Ochieng helped her realise her goals by making sure a steady supply of stock was available for her at an affordable price of 3 shillings (about 2 US cents) per popsicle.
“I did not think I would live to see the day when I would get a promising reward, but contrary to my thinking, I have actually managed to buy land and build my mom a house. I would rank that as one of my biggest accomplishments in life,” Awino said.
Achieng and Awino are just a few women working alongside Ochieng, and their lives have changed dramatically. Many of the approximately 30 women he has met have gone on to start their businesses, while others have boosted their clientele through him.
Ochieng hopes to increase the number of women-led popsicle enterprises to provide more jobs for women. As the proverb goes, “If you want to move fast, go alone; if you want to go far, go together”. Ochieng feels that being united and working together for the improvement of women, in particular, will be more beneficial than attempting to survive alone.
To ensure optimum freshness for the trademark, his popsicles are delivered on the day they are ordered. Ochieng has also reduced the use of plastic by installing innovative storage freezers that can keep hundreds of popsicles frozen for up to eight hours.
“I use cooler boxes, which can hold a maximum of 500 ice popsicles, to deliver to the respective clients.
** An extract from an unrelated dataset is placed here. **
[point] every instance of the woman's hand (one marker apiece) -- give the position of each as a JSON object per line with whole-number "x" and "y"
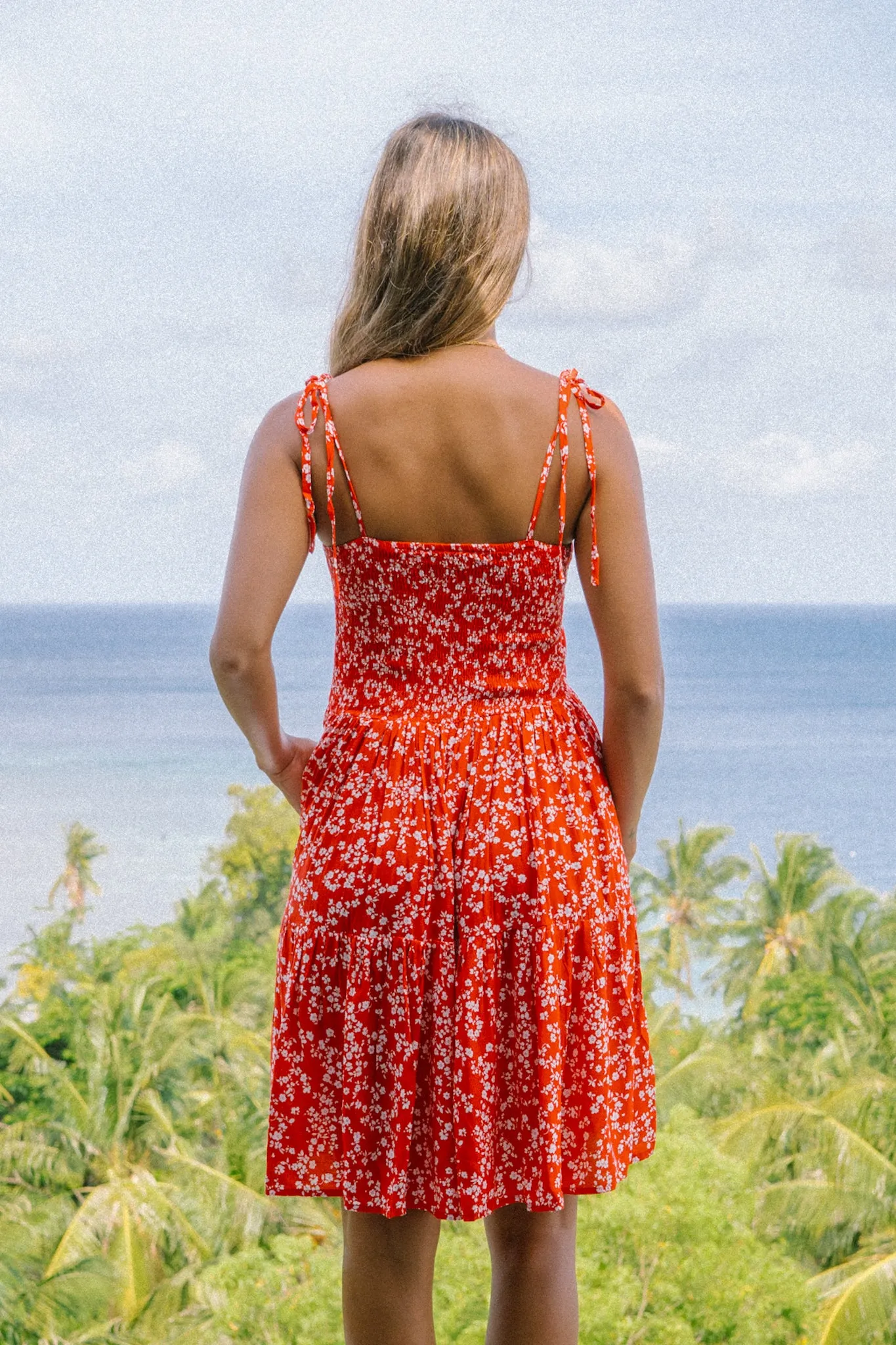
{"x": 288, "y": 778}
Ochieng shared that this is our way of getting rid of plastic packaging and the need for freezers while creating something sustainable and biodegradable,” Ochieng shared.
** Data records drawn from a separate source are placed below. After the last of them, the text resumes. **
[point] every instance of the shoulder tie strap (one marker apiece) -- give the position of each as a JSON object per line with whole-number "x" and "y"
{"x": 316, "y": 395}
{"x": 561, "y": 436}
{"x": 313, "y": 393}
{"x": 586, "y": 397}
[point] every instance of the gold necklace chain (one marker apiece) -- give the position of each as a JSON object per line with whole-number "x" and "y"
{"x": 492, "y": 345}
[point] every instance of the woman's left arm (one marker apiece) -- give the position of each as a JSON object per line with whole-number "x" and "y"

The wholesale price of the popsicles is 3 shillings (about 2 US cents). Ochieng can earn up to 100,000 shillings (about US$664) from his model in a good month. His clients go on to sell popsicles at 10-15 shillings (approximately between 6 and 10 US cents). This increases his clients’ income and makes him a preferred wholesale point as he is affordable.
Dorcas Hera, a larger popsicle business owner who supplies major Kenyan supermarkets, believes that young people should start with such modest enterprises and expand them since they are highly profitable in the long run.
“The nice thing about this business is that you can start small and still produce safe, consistent, and delicious treats, which will help with profitability in the long run,” Hera said.
She believes that the COVID-19 pandemic provided opportunities for many Kenyans. Despite the issues many suffered, Kenyans started their businesses, selling popsicles as one of the most successful.
“Making popsicles with a machine that can produce more than 300 popsicles every 30 minutes is a profitable business. A successful popsicle business can make you thousands of shillings; some bring even more in a month.” Hera stated
However, Ochieng’s income varies primarily according to the number of clients and the amount of popsicles they require.
‘It’s a seasonal business, and like all seasonal businesses, there are bound to be peak and fall periods, too. One has to learn the pattern if maximum sales are to be realised,” he said
Consistency has helped Ochieng achieve his milestones, from selling another producer’s product to being the producer himself.
“I aspire for my business to have a breakthrough and its name to gain popularity, just like the famous Lyons Maid,” he said.